Lines like that led to the one moment when Paul had a tangible effect on the presidential race. At the GOP debate in South Carolina in May, Paul blamed the terrorism of 9/11 on U.S. interventionism — “because we’ve been over there, we’ve been bombing Iraq for ten years.” Then Rudy Giuliani chimed in: “That’s an extraordinary statement, as someone who lived through the attack of September 11th: that we invited the attack because we were attacking Iraq. I don’t think I’ve heard that before, and I’ve heard some pretty absurd explanations for September 11th.” The audience wildly cheered Giuliani in what was perhaps the most electric moment of the GOP race to date. When pressed by Giuliani to withdraw his comment, Paul doubled down: “I’m suggesting that we listen to the people who attacked us. They come and they attack us because we’re over there.”

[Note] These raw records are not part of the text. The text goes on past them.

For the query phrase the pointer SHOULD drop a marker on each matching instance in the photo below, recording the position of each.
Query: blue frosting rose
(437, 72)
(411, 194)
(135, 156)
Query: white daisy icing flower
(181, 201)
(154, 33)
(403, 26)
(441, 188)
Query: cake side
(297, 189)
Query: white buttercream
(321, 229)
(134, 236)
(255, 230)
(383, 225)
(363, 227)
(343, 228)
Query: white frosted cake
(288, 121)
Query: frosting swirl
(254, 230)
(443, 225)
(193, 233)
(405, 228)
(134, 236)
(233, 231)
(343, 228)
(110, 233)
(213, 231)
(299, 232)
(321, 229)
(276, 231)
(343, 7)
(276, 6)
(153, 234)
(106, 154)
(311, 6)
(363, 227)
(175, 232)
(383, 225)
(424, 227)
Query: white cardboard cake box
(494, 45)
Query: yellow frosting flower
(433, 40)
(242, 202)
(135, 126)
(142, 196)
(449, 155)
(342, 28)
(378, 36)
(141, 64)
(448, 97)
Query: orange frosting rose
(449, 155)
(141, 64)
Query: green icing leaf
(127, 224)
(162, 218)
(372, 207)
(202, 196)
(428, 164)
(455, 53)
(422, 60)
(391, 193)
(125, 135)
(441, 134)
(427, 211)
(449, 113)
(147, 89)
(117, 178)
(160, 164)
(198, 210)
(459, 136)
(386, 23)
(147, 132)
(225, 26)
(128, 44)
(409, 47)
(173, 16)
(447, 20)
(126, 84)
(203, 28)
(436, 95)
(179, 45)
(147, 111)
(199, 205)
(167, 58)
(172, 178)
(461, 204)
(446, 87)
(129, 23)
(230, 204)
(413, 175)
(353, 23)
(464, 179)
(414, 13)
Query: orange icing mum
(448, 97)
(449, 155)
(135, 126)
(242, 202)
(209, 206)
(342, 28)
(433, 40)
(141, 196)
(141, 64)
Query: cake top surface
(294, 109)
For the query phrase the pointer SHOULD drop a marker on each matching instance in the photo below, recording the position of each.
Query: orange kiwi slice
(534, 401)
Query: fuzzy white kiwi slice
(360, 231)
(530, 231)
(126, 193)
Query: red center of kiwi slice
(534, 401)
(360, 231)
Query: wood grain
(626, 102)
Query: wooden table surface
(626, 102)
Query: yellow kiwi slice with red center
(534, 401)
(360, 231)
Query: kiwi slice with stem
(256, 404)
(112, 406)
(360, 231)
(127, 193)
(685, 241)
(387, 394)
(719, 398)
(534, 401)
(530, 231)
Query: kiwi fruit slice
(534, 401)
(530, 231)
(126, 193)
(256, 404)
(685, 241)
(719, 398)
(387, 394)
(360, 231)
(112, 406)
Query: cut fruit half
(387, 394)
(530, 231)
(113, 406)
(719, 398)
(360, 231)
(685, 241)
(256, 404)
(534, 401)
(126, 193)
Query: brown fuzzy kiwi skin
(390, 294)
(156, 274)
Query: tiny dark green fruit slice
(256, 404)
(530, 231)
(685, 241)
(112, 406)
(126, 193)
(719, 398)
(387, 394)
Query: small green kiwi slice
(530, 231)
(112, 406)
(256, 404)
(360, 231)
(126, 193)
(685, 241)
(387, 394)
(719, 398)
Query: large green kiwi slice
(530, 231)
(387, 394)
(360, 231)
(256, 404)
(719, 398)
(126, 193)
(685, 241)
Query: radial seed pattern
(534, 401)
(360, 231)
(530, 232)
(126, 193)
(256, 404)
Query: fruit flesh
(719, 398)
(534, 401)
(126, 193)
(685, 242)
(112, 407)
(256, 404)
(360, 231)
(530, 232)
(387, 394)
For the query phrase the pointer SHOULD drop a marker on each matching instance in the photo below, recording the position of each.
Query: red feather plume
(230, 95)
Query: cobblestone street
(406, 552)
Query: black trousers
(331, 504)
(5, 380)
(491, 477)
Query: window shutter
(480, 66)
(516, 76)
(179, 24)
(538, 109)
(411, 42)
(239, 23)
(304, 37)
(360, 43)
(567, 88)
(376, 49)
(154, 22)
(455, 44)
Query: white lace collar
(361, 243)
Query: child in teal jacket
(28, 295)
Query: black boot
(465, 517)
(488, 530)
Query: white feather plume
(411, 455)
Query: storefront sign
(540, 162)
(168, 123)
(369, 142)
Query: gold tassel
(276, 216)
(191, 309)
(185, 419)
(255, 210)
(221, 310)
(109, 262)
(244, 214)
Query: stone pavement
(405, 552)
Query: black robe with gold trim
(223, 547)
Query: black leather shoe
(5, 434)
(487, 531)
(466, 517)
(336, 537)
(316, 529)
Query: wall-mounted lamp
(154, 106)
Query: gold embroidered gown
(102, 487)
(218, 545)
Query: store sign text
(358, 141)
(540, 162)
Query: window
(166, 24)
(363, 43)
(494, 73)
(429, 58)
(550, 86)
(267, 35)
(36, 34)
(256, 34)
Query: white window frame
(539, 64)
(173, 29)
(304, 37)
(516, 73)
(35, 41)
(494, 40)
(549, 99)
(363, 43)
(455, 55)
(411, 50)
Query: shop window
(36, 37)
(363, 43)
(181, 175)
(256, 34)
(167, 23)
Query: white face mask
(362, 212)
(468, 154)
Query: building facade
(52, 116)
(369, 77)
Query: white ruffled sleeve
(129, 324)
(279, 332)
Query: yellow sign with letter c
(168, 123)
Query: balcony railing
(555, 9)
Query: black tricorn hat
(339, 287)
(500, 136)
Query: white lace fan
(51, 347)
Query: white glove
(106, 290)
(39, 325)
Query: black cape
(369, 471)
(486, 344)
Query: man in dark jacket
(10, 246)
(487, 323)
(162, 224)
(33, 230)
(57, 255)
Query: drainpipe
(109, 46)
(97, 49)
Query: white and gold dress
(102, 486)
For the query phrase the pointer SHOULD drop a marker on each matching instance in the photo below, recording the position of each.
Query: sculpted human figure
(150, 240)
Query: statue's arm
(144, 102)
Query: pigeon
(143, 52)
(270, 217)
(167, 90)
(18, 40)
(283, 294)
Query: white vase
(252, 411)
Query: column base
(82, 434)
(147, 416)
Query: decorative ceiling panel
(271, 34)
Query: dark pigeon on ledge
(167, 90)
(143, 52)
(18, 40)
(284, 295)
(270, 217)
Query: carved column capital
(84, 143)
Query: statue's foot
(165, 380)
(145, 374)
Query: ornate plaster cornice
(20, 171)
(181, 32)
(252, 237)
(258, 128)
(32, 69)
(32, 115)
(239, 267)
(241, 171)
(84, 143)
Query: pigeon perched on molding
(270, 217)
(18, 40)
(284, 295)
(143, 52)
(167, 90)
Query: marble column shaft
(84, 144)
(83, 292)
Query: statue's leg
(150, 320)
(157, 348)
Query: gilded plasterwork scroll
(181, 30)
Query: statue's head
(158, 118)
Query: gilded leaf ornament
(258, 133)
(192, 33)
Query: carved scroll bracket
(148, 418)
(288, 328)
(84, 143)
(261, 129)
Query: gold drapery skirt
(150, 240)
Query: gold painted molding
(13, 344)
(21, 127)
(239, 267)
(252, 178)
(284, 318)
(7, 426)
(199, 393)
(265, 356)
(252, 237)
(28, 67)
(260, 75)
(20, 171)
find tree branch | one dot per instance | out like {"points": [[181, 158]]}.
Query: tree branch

A more adept anti-war candidate probably wouldn’t have let Giuliani turn the tables so effectively. He might even discomfort the hawkish frontrunners, putting them on the defensive whenever they discuss foreign policy and the military. Paul’s views on 9/11 aren’t as cockamamie as they sound at first blush — Osama bin Laden, after all, repeatedly has identified American involvement in the Middle East as an incitement. Whether that obliges America’s disengagement from the world is another matter. Whatever the case, Paul’s fundamental achievement so far has been to energize supporters of the war. He makes Giuliani’s views seem sensible and his own merely an exotic sub-species of blame-America-first pacifism.
It’s hard to see why conservatives would ever say yes to Dr. No.